Bay I. tarafından sunulan yukarıda bahsedilen “dosya”, başvurucunun sosyal medya profilinin, herkese açık grup aboneliklerinin ve arkadaş listelerinin yanı sıra fotoğraflarının ekran görüntülerinin yaklaşık on sayfalık incelemesini içermektedir.
Fotoğraflar ağırlıklı olarak seyahat ve parti fotoğraflarından oluşmakta, başka kadınlarla kucaklaşmasını ve samimi bir şekilde öpüşmesini (çıplaklık göstermeden) ve başvurucunun kameranın arkasındaki bir kişiye orta parmak hareketi yaptığı bir fotoğrafı içermektedir. Yukarıda bahsedilen fotoğraflar erişimi kısıtlı bir albümde yayınlanmış ve genel kamuoyu tarafından görüntülenememiştir. Dosyadaki materyallere, başvurucunun ve arkadaşlarının cinsel yönelimlerini vurgulayan, fotoğrafların tarzını, başvurucunun davranışlarını eleştiren ve eylemlerinin “bir öğretmenin mesleki itibarıyla” bağdaşmadığı, çocuklar ve okulun itibarı üzerinde zararlı etkilere yol açabileceği sonucuna varan kısa yorumlar eşlik etmiştir.

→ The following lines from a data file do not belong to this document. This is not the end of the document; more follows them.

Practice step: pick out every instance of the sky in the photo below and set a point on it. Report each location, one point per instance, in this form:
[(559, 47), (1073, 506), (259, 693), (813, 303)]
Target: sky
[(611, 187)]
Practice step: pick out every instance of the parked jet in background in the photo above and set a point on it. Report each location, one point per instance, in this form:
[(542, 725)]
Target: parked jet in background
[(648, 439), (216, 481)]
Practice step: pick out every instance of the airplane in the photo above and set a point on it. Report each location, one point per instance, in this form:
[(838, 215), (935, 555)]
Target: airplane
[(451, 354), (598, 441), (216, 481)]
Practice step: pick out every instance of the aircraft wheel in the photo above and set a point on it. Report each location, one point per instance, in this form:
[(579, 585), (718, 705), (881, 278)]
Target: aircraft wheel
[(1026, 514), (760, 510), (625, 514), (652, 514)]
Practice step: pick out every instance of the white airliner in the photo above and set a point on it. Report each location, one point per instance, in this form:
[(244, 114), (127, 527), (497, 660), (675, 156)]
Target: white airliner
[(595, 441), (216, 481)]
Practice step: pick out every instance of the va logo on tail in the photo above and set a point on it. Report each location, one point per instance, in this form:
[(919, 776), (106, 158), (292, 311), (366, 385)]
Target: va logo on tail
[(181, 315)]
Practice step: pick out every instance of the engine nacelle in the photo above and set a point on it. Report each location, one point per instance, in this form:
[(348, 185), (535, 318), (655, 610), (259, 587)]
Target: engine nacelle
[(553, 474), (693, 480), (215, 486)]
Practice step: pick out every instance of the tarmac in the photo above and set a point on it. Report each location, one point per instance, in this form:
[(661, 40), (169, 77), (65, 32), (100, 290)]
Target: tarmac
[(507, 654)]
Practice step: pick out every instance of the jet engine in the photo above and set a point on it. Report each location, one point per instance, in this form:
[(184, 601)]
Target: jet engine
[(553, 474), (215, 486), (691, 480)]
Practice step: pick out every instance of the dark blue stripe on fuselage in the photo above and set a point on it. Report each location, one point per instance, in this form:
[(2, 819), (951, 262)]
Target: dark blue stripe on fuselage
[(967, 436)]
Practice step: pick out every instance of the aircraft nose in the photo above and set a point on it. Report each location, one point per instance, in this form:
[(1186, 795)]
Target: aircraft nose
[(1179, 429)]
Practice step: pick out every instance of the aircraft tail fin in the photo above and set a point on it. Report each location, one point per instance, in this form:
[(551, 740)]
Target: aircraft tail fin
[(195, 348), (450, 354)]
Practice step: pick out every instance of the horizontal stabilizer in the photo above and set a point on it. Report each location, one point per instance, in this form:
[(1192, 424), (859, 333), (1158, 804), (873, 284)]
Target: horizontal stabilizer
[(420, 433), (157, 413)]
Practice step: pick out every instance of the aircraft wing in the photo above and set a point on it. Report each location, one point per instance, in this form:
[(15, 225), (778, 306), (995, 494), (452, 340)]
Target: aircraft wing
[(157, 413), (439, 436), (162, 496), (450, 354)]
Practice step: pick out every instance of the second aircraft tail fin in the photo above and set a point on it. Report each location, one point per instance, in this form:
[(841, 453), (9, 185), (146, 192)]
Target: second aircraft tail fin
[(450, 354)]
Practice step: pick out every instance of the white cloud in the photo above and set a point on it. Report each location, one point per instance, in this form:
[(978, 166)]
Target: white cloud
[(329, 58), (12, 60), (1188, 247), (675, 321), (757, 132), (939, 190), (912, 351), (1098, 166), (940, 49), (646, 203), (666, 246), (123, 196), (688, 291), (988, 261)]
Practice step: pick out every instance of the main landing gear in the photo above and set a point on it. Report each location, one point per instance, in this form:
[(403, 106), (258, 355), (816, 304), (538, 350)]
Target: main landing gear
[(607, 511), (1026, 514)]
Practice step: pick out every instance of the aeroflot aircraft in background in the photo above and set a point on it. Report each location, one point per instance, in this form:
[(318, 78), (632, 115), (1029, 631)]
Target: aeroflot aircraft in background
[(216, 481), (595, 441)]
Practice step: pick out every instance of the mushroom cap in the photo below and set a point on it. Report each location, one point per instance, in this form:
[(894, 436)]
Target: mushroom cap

Başvurucu 8 Aralık 2014 tarihinde olaylara ilişkin yazılı beyanlarını sunmuş ve 1) daha önce öğrencilerden veya velilerinden iş ve özel hayatına ilişkin herhangi bir şikâyet gelmediğini, 2) hiçbir noktada herhangi bir cinsel yönelimi teşvik etmediğini ve 3) kendisine yönelik eylemlerin ayrımcı olduğunu ve yalnızca cinsel yöneliminden kaynaklandığını belirtmiştir.
Aynı gün, okul müdürü başvurucunun iş sözleşmesini feshetmeye karar vermiştir. Fesih metni tam olarak şu şekildedir:
“Eğitim amaçlı çocuk yetiştirme işlevlerini yerine getiren bir çalışanın (воспитательные функции), öğretim faaliyetlerinin sürdürülmesiyle bağdaşmayan ahlaka aykırı eylemlerde bulunması nedeniyle [başvurucunun] 8 Aralık 2014 tarihi itibariyle müzik direktörlüğü görevinden alınmasına [İş Kanunu’nun 81. maddesinin 8. fıkrası uyarınca].”
Belirtilmeyen bir tarihte, on iki ebeveynden oluşan bir grup okul müdürüne başvurucunun işten çıkarılmasını destekleyen ve “uygunsuz fotoğraflar” ve “ahlaka aykırı eylemler” ile ilgili endişelerini dile getiren toplu bir mektup sunmuştur. Bahsi geçen ebeveyn grubuna göre, çocukları “geleneksel olmayan cinsel ilişkileri teşvik eden zararlı bilgilere” erişebilir ve bu da onlar üzerinde olumsuz bir etki yaratabilirdi.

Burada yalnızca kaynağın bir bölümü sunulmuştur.